"Imagine every day to be the last of a life surrounded with hopes, cares, anger, and fear. The hours that come unexpectedly will be so much more the grateful." ~Horace

Monday, May 3, 2010

Life plan

So I have a new plan that I hope will help me get my life back together and help me make some real decisions. I just need to put it into action and once I do I have a feeling things will get better. I don't hate my life or something but I have no idea what I'm doing with it and I just feel like I'm not living it to its fullest. My first step is to find me a job! And I have a job intereview coming up soon that will hopefully help me do just that! The next is to get rid of things that I don't need, starting with cleaning out my room! That thing has become a bottomless pit for junk and it needs to be taken care of.
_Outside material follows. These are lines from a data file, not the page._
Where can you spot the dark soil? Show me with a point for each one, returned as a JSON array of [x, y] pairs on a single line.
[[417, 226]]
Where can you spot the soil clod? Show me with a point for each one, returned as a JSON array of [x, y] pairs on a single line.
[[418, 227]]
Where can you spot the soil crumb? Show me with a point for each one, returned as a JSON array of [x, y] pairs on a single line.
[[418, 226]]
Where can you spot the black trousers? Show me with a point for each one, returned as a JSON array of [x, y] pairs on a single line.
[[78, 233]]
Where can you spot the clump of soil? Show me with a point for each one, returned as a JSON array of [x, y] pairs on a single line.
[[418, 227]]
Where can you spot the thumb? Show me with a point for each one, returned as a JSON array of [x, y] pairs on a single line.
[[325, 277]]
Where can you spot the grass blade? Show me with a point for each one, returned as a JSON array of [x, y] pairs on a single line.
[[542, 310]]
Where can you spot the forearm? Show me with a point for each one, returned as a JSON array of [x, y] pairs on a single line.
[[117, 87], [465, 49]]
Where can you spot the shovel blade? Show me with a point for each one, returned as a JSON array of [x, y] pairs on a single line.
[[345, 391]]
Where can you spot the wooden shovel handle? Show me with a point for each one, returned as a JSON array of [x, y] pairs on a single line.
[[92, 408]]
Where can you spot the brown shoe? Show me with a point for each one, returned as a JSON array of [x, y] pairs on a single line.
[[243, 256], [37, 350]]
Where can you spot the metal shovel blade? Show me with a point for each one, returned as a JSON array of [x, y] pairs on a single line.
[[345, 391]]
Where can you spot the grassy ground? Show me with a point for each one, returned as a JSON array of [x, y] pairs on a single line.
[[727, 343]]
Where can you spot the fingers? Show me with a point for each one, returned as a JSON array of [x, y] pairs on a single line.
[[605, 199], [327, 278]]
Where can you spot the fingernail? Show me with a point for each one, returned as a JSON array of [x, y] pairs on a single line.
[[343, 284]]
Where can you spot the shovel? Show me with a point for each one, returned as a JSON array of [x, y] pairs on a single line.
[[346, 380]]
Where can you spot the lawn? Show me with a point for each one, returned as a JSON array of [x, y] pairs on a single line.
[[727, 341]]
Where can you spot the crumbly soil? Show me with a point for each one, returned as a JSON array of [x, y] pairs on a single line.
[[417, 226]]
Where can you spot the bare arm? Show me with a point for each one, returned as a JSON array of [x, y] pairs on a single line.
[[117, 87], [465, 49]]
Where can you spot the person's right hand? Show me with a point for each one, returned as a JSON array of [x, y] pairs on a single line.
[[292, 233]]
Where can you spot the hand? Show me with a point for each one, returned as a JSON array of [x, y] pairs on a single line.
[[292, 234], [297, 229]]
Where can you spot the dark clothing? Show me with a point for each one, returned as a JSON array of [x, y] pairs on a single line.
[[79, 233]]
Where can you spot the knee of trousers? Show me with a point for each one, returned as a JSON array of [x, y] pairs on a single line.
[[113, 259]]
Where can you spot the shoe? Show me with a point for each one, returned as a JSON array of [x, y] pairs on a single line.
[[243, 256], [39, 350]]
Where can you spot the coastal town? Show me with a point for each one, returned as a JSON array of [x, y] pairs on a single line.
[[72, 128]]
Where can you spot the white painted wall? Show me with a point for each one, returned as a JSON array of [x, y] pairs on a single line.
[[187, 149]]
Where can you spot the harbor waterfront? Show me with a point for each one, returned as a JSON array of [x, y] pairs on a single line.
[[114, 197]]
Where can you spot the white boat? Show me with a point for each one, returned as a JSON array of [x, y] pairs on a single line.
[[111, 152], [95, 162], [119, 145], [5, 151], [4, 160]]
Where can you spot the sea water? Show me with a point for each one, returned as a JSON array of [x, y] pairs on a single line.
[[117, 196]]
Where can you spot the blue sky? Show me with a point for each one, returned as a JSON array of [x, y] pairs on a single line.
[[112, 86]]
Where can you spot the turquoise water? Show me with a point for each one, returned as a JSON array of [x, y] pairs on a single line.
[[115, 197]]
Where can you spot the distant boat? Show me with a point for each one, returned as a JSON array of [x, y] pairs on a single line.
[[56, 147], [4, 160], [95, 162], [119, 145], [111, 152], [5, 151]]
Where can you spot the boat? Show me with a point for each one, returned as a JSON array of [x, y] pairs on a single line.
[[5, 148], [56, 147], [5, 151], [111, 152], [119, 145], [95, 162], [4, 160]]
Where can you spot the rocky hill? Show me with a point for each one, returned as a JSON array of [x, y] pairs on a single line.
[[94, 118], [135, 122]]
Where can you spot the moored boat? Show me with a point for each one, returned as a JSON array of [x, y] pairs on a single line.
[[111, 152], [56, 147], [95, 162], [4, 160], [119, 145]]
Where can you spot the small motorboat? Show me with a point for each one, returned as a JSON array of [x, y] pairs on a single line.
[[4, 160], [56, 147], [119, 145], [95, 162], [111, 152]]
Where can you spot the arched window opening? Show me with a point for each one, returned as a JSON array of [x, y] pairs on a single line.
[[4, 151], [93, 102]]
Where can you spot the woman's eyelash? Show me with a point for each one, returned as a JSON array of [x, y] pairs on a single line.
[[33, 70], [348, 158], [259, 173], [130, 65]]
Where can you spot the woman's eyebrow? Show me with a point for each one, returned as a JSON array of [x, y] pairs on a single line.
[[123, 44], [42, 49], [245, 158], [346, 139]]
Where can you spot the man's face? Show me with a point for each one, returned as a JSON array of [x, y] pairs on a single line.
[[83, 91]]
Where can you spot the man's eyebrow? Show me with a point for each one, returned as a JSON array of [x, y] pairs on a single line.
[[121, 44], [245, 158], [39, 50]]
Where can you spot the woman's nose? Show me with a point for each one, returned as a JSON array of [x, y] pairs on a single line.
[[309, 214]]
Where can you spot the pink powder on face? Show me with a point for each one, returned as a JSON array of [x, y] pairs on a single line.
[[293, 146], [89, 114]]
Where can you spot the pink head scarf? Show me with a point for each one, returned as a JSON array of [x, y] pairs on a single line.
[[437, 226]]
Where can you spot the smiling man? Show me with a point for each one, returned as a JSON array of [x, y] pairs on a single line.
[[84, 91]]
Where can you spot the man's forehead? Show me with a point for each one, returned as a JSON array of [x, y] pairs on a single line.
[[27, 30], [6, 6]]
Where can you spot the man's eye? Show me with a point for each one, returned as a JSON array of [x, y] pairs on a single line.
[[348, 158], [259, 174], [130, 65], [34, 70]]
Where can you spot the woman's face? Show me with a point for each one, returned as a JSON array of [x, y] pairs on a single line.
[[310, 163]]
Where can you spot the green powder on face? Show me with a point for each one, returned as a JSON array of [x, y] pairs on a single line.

My next step is to start watching what I'm eating; although I am comfortable with myself and my body, I need to get healthier, start taking some Vitamin D and Acai and getting all the daily nutrients I need. My next step is to join a gym and exercise at least one hour daily, that will help me lose weight as well as feel better and more energized. The next step is to get more into my hobbies, start taking more pictures of just different things so that I can strengthen my skills. Learning new things would also be a step, I already like to sew, maybe get myself into knitting and things like that, plus classifly all my rocks and minerals and get them organized. I just need to get myself and my life more organized. This rolling with the punches and not living thing is getting old and I need to start doing something about it. I'm tired of just being comfortable with how my life is, I need to jump into things and get everything going. Anyway there will be more steps, especially as I start into things but I want to be the best I can be and I'm never going to be that with the way I am now.